All endpoints require X-API-Key authentication. Status updates use If-Match for optimistic concurrency.

12. YAML Workflow Integration#

Agent lifecycle configuration can be specified in YAML workflows:

agents:
  billing-processor:
    role_id: billing-processor
    capabilities:
      - billing
      - invoicing
      - stripe-integration
    capacity:
      max_concurrent_tasks: 5
    heartbeat:
      interval_seconds: 30
      unhealthy_after_seconds: 90
      dead_after_seconds: 300
    drain_timeout_seconds: 120
    pool:
      min_instances: 1
      max_instances: 5

  code-reviewer:
    role_id: code-reviewer
    capabilities:
      - code-review
      - linting
    capacity:
      max_concurrent_tasks: 3
    heartbeat:
      interval_seconds: 60
      unhealthy_after_seconds: 180
      dead_after_seconds: 600

The pool.min_instances and pool.max_instances fields are advisory. The protocol does not enforce scaling; orchestration systems (if any) can read these values to inform scaling decisions.

Security Considerations#

Heartbeat spoofing: An attacker sending heartbeats for another agent's ID could keep a dead agent appearing alive. Heartbeat endpoints MUST validate the X-API-Key and ensure it matches the agent's registration credentials.
Registry enumeration: The agent listing endpoint exposes capability information. Implementations SHOULD restrict registry access to coordinators and administrators via RFC-0011 permissions.
Drain abuse: An unauthorized drain request could take an agent offline. Status update endpoints MUST enforce authorization — only the agent itself, its coordinator, or an administrator can change an agent's status.

Rationale#

Pull-Based Heartbeats#

The agent sends heartbeats to the server, rather than the server polling agents. This design: - Works across network boundaries (agents behind firewalls, NATs, load balancers). - Does not require the server to manage outbound connections. - Scales linearly: adding agents does not increase server-side polling work. - Fails safely: if the network is down, heartbeats stop, and the server correctly infers the agent is unreachable.

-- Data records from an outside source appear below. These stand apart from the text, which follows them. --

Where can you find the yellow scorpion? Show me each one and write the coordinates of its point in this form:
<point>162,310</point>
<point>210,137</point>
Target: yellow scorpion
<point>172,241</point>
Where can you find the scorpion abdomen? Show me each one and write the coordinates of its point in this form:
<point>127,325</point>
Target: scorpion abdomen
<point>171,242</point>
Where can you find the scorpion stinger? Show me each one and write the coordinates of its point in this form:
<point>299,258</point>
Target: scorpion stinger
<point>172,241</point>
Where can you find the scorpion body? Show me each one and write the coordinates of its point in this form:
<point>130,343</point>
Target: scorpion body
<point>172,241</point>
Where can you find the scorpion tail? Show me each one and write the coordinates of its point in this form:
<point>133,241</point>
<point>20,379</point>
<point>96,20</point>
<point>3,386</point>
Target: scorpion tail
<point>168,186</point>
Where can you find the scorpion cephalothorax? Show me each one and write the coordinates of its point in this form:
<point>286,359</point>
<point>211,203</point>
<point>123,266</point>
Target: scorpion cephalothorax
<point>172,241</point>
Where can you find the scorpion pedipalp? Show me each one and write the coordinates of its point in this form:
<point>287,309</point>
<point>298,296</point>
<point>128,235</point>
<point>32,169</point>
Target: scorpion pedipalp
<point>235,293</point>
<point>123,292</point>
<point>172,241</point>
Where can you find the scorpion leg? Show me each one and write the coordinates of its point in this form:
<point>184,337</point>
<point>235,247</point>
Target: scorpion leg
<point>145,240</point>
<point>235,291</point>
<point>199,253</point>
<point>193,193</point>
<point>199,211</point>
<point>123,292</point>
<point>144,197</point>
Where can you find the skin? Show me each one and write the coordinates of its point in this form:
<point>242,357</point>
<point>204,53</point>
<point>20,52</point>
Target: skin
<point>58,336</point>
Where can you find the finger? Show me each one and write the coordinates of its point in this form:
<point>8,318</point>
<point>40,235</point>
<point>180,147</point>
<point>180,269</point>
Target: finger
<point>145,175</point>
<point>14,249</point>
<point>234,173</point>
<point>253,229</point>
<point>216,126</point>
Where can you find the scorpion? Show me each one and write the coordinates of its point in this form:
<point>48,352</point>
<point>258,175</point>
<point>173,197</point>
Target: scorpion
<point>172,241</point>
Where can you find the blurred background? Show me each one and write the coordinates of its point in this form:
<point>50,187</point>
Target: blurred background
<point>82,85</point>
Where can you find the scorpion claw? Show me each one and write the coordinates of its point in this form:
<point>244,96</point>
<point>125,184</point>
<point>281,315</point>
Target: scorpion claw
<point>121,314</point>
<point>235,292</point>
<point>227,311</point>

Two-Threshold Health Detection#

The unhealthy → dead progression prevents premature task reassignment. A brief network glitch should not trigger a full failover cascade. The unhealthy state is a warning that gives the agent time to recover. Only sustained silence triggers the dead state and its consequences (lease expiry, task reassignment).

Capacity as Advisory#

The protocol reports capacity; it does not enforce it. A coordinator MAY send a task to an agent that reports zero available capacity — perhaps the task is urgent, or the coordinator knows the agent will finish current work soon. Guardrails (RFC-0013) can enforce hard limits if an implementation requires them.

Registration as Optional#

Standalone agents that interact with intents directly (using direct grants from RFC-0014) do not need registration, health monitoring, or discovery. Making registration mandatory would add overhead for simple use cases. The protocol accommodates both patterns: lightweight standalone agents and fully managed pool members.